All of this is to say, Maud Newton has a great piece up about intimidation, how certain writers (again, it’s different for everyone) have the power to SILENCE you. To make you zip it. Forever.
To carry on the chain yet again, T.S. Eliot was so haunted by James Joyce and Ulysses that he never quite recovered his balance. His “Waste Land” was published in 1922, same year as Ulysses, and while I don’t think Joyce ever gave T.S. Eliot a second thought (Joyce didn’t feel he had any rivals), Eliot kept circling back … and back … and back … to Joyce, in his writings. What WAS it Joyce had done? You can feel the unbalancing effect it had on so many writers at that time. It takes a strong ego to feel like whatever you are working on has value, even if it is not THAT.
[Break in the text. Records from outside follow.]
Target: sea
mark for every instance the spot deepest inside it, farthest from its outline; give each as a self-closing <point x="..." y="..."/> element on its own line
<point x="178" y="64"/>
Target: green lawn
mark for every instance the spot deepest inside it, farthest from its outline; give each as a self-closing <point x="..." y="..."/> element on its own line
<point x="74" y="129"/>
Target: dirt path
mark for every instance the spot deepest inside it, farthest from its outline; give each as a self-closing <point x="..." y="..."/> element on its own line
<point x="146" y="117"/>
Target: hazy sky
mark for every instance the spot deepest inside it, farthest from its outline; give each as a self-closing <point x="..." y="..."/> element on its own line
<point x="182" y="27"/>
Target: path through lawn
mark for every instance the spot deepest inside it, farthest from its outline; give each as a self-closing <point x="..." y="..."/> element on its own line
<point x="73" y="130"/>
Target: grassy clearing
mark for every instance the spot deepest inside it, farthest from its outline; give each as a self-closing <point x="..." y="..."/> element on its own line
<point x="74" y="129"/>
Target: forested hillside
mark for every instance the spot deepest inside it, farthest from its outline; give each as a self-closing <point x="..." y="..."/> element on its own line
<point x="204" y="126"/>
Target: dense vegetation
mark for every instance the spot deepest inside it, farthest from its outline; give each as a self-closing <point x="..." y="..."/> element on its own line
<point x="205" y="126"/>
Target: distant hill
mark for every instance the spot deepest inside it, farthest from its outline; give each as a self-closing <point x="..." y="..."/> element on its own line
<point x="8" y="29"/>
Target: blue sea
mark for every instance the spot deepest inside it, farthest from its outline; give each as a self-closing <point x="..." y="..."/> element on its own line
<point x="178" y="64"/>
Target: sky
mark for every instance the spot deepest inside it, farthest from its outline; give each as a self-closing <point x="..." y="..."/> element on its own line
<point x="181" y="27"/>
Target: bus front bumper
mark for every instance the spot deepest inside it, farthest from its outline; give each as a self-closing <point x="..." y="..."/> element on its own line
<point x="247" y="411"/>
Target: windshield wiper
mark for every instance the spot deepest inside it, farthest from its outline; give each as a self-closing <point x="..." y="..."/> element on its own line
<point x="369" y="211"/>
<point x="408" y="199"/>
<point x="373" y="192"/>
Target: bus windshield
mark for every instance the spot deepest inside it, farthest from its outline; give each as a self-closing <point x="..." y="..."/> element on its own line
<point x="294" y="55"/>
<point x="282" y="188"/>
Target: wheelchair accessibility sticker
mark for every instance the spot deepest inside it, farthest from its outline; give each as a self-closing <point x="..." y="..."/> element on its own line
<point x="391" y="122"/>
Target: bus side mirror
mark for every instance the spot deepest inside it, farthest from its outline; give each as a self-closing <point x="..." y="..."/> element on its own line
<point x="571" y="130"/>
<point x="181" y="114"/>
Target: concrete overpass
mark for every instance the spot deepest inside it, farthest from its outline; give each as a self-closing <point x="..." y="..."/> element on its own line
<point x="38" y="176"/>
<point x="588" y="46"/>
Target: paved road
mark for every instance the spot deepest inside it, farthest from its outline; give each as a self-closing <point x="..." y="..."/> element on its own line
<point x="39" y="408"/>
Great quote from Joan Didion about the writer who silences her. I’m with Maud. Hard to imagine the great Didion being silenced by anyone, but it’s nice to know it happens to everyone.
I am like this with Paul Westerberg when it comes to music. It is like he is sitting on my shoulder listening to me sing.
Bren – yes!! How to reference the greats who inspire you – without flat-out imitating them and having no voice of your own …
I totally get it.
Does Paul Westerberg have that with anyone?
He doesn’t seem to. Sort of a Joyce of his own I think. Bizarrely sensitive and withdrawn and totally beyond the moon confident at the same time. He seems to have KNOWN how good he was from the moment he picked up a guitar. I hate him.
Fascinating. I remember when I last saw you in person and we had a conversation about Metallica, and you said sort of the same thing – that while obviously they were inspired by certain bands, they basically wiped out their own influences – standing alone in a landscape that they created.
Oh, and to your comment about Westerberg – James Joyce was asked who he thought was the greatest living writer in the English language. His response? “Aside from myself, I don’t know.”
Good advice for next year, you know, when you continue the “tradition”. No booze and no books by authors you admire.
Is it a tradition if you’ve only done something once?
Is this horse dead yet, or should I keep beating it?
Pat – hahahahahaha
It is a new tradition because you declared it! I’m all for it!